L’éthique est une branche de la philosophie l’instar de l’ontologie, de l’épistémologie, de
l’esthétique et de la politique, par exemple). À ce titre, « éthique » et « philosophie » ne sont
donc pas synonymes. L’éthique est la discipline philosophique dédiée à la recherche critique
et à la justification des normes, valeurs, règles et principes censés régir notre comportement.
Elle englobe également l’étude critique des méthodes utilisées à ces fins.
Si l’on prend comme exemple le concept de « norme », il convient de faire la distinction entre
normes sociales et normes morales. Les normes sociales sont des règles partagées par un
groupe d’individus. Elles dictent un comportement et sont partiellement soumises à
l’approbation ou au refus des autres. L’étiquette et les codes vestimentaires sont des exemples
typiques de normes sociales. Les normes morales constituent une sous-catégorie des normes
sociales et présentent les caractéristiques spécifiques suivantes :
elles touchent aux interactions interpersonnelles dans le cadre desquelles des
avantages et des inconvénients importants sont en jeu ;
elles portent un « poids » considérable (qui est lui-même plus important que celui des
autres considérations dans la délibération) ; et
leur violation implique des sanctions spécifiques, aussi bien internes (par la
conscience) qu’externes (punition, culpabilité, etc.).
Les normes morales peuvent s’analyser selon différentes perspectives : par exemple, on peut
étudier la validité des normes morales (ce qui, comme évoqué plus haut, intéresse les
éthiciens).
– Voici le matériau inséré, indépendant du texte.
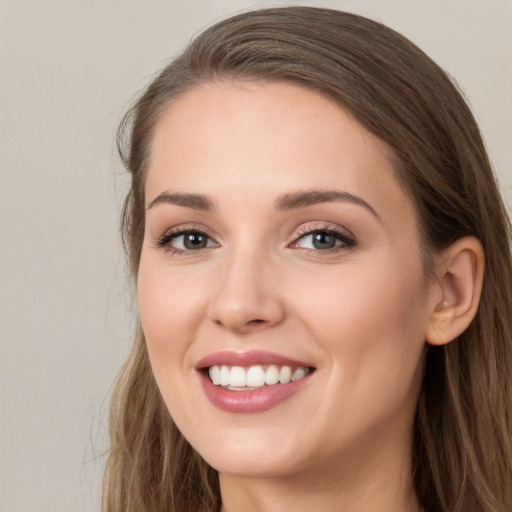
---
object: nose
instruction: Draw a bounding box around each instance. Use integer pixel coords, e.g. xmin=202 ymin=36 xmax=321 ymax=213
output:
xmin=209 ymin=249 xmax=285 ymax=335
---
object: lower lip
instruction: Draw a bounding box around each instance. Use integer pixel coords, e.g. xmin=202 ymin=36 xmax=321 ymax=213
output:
xmin=200 ymin=373 xmax=312 ymax=414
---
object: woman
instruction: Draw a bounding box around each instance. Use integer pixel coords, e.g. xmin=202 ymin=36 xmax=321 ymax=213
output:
xmin=104 ymin=7 xmax=512 ymax=512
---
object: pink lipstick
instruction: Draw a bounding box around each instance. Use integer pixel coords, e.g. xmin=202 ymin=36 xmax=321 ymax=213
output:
xmin=196 ymin=351 xmax=314 ymax=413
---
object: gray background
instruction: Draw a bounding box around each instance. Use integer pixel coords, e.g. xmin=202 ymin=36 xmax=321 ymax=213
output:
xmin=0 ymin=0 xmax=512 ymax=512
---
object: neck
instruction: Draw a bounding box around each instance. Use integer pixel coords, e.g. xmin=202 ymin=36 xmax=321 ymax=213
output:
xmin=219 ymin=432 xmax=421 ymax=512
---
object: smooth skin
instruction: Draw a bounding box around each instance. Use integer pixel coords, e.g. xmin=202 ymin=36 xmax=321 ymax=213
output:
xmin=138 ymin=83 xmax=483 ymax=512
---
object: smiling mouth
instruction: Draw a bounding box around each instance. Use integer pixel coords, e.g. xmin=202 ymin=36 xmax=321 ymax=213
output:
xmin=207 ymin=364 xmax=314 ymax=391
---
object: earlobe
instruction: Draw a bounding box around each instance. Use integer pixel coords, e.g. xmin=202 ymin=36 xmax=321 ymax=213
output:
xmin=425 ymin=237 xmax=484 ymax=345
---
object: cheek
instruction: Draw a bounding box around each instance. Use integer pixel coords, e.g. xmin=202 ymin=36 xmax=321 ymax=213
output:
xmin=137 ymin=255 xmax=209 ymax=374
xmin=292 ymin=262 xmax=426 ymax=383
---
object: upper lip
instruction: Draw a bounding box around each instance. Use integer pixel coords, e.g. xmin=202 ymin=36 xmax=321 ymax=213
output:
xmin=196 ymin=350 xmax=312 ymax=370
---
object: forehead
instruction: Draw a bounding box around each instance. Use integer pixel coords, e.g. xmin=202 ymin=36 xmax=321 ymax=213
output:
xmin=146 ymin=83 xmax=411 ymax=229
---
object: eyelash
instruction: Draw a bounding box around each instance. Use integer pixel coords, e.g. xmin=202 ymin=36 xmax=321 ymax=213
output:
xmin=155 ymin=226 xmax=356 ymax=255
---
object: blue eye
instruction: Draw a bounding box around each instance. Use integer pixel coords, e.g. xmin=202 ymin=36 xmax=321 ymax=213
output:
xmin=294 ymin=229 xmax=355 ymax=251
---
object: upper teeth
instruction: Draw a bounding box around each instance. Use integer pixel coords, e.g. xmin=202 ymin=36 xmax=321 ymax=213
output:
xmin=208 ymin=364 xmax=309 ymax=389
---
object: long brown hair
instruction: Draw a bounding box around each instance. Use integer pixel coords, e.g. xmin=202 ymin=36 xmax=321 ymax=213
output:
xmin=103 ymin=7 xmax=512 ymax=512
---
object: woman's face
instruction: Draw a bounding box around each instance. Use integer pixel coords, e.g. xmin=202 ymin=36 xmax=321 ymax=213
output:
xmin=138 ymin=83 xmax=432 ymax=478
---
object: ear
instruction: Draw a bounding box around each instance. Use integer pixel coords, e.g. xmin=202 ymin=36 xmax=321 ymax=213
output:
xmin=425 ymin=236 xmax=484 ymax=345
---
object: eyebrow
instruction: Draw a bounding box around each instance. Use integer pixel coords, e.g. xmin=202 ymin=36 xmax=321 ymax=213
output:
xmin=146 ymin=190 xmax=380 ymax=219
xmin=275 ymin=190 xmax=380 ymax=219
xmin=146 ymin=191 xmax=215 ymax=212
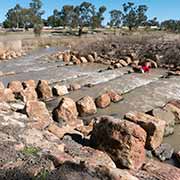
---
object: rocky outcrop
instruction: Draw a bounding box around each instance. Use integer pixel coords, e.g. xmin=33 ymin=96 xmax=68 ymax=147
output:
xmin=154 ymin=144 xmax=174 ymax=161
xmin=52 ymin=85 xmax=69 ymax=96
xmin=152 ymin=108 xmax=175 ymax=136
xmin=53 ymin=97 xmax=78 ymax=125
xmin=36 ymin=80 xmax=53 ymax=99
xmin=25 ymin=101 xmax=52 ymax=129
xmin=76 ymin=96 xmax=97 ymax=116
xmin=133 ymin=160 xmax=180 ymax=180
xmin=107 ymin=90 xmax=123 ymax=103
xmin=125 ymin=112 xmax=166 ymax=149
xmin=164 ymin=100 xmax=180 ymax=124
xmin=95 ymin=93 xmax=111 ymax=108
xmin=7 ymin=81 xmax=23 ymax=93
xmin=90 ymin=117 xmax=146 ymax=169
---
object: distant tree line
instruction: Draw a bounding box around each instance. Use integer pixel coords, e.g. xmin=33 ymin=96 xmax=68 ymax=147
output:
xmin=3 ymin=0 xmax=180 ymax=35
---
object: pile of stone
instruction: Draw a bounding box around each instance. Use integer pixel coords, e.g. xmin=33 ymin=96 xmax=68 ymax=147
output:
xmin=0 ymin=50 xmax=26 ymax=60
xmin=0 ymin=80 xmax=180 ymax=180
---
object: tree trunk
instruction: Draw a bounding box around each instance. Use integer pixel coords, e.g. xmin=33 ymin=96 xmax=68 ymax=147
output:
xmin=78 ymin=26 xmax=83 ymax=37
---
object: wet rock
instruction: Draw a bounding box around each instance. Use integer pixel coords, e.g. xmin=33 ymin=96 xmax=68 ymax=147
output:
xmin=119 ymin=59 xmax=128 ymax=67
xmin=76 ymin=96 xmax=97 ymax=116
xmin=76 ymin=121 xmax=94 ymax=136
xmin=52 ymin=85 xmax=69 ymax=96
xmin=114 ymin=63 xmax=123 ymax=69
xmin=25 ymin=101 xmax=52 ymax=129
xmin=19 ymin=87 xmax=38 ymax=102
xmin=48 ymin=124 xmax=74 ymax=139
xmin=152 ymin=108 xmax=175 ymax=136
xmin=63 ymin=52 xmax=71 ymax=62
xmin=95 ymin=93 xmax=111 ymax=108
xmin=22 ymin=80 xmax=36 ymax=89
xmin=164 ymin=101 xmax=180 ymax=124
xmin=47 ymin=161 xmax=111 ymax=180
xmin=87 ymin=54 xmax=95 ymax=63
xmin=0 ymin=82 xmax=4 ymax=101
xmin=4 ymin=88 xmax=15 ymax=102
xmin=133 ymin=160 xmax=180 ymax=180
xmin=175 ymin=151 xmax=180 ymax=164
xmin=107 ymin=90 xmax=123 ymax=103
xmin=80 ymin=57 xmax=88 ymax=63
xmin=154 ymin=144 xmax=174 ymax=161
xmin=69 ymin=84 xmax=81 ymax=91
xmin=36 ymin=80 xmax=52 ymax=99
xmin=90 ymin=117 xmax=146 ymax=169
xmin=53 ymin=97 xmax=78 ymax=125
xmin=7 ymin=81 xmax=23 ymax=93
xmin=125 ymin=112 xmax=166 ymax=149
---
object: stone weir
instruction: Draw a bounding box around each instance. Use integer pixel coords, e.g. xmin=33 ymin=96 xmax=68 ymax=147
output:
xmin=0 ymin=80 xmax=180 ymax=180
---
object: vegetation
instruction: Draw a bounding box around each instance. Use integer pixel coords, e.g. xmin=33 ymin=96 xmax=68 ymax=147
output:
xmin=3 ymin=0 xmax=180 ymax=33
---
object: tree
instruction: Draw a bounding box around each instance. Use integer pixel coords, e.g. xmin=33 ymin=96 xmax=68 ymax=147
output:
xmin=78 ymin=2 xmax=94 ymax=36
xmin=123 ymin=2 xmax=148 ymax=31
xmin=109 ymin=9 xmax=123 ymax=28
xmin=47 ymin=9 xmax=62 ymax=27
xmin=29 ymin=0 xmax=45 ymax=25
xmin=3 ymin=4 xmax=22 ymax=28
xmin=91 ymin=6 xmax=106 ymax=29
xmin=146 ymin=17 xmax=159 ymax=27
On peut également rechercher les normes morales à partir d’un point de vue
sociologique ou psychologique. Dans ce cas, on étudie le fonctionnement de ces normes en
environnement réel.
En ce qui concerne le concept de « valeurs » : il existe différents types de valeurs, dans le sens
elles ne sont pas nécessairement morales. Les valeurs nous intéressent et nous importent.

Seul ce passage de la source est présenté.